The matrix product ansatz for the six-vertex model

TL;DR

This paper develops a matrix product ansatz for the six-vertex model, extending the approach used for one-dimensional quantum chains to a two-dimensional integrable system, supporting the conjecture of universality of the method.

Contribution

It introduces a matrix product ansatz formulation for the six-vertex model with periodic boundary conditions, bridging integrability in 2D with algebraic eigenfunction representations.

Findings

The ansatz aligns with Bethe ansatz solutions for the six-vertex model.

Supports the conjecture that all Bethe-ansatz solvable models can be solved via matrix product ansatz.

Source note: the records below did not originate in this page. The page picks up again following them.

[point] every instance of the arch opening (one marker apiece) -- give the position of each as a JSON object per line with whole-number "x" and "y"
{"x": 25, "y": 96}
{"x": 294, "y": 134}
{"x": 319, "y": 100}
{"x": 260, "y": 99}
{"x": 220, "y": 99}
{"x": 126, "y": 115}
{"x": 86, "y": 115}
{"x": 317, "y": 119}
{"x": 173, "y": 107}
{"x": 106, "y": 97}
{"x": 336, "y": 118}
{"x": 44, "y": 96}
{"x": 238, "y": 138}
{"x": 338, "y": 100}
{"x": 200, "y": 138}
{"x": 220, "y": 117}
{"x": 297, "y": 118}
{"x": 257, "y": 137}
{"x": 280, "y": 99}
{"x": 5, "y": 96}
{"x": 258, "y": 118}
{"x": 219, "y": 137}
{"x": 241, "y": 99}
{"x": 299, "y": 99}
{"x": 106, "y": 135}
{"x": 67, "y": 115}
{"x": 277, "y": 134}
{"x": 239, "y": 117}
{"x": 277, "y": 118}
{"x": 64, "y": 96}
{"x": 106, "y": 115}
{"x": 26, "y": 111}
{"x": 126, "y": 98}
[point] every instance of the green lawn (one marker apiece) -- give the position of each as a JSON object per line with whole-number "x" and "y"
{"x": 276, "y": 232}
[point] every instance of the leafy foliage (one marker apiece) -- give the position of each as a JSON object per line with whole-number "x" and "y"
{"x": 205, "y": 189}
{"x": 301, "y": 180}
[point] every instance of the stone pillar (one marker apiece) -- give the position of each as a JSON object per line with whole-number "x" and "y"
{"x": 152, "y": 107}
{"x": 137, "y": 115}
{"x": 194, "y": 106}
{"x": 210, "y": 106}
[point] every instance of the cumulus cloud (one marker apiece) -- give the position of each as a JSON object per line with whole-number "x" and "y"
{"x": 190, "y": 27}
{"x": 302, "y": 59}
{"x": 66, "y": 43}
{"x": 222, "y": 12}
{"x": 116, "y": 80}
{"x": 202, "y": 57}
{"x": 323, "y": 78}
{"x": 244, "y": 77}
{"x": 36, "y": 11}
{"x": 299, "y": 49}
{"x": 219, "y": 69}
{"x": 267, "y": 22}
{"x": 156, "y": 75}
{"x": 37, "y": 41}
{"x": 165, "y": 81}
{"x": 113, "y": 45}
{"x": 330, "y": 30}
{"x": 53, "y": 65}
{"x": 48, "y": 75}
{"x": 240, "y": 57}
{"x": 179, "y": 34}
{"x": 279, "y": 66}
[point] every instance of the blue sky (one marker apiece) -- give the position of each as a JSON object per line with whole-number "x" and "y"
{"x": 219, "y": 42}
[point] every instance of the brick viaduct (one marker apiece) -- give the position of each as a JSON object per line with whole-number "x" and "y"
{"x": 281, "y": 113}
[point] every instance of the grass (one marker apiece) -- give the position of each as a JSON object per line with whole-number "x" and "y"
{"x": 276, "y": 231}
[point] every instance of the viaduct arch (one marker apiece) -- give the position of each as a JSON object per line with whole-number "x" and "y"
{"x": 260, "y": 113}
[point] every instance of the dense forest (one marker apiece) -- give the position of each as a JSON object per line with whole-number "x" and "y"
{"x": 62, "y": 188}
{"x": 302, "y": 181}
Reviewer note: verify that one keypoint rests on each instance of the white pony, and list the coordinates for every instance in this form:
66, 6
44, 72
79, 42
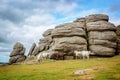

Provides a new algebraic framework for 2D integrable models.

Abstract

Recently it was shown that the eigenfunctions for the the asymmetric exclusion problem and several of its generalizations as well as a huge family of quantum chains, like the anisotropic Heisenberg model, Fateev- Zamolodchikov model, Izergin-Korepin model, Sutherland model, t-J model, Hubbard model, etc, can be expressed by a matrix product ansatz. Differently from the coordinate Bethe ansatz, where the eigenvalues and eigenvectors are plane wave combinations, in this ansatz the components of the eigenfunctions are obtained through the algebraic properties of properly defined matrices. In this work, we introduce a formulation of a matrix product ansatz for the six-vertex model with periodic boundary condition, which is the paradigmatic example of integrability in two dimensions. Remarkably, our studies of the six-vertex model are in agreement with the conjecture that all models exactly solved by the Bethe ansatz can also be solved by an appropriated matrix product ansatz.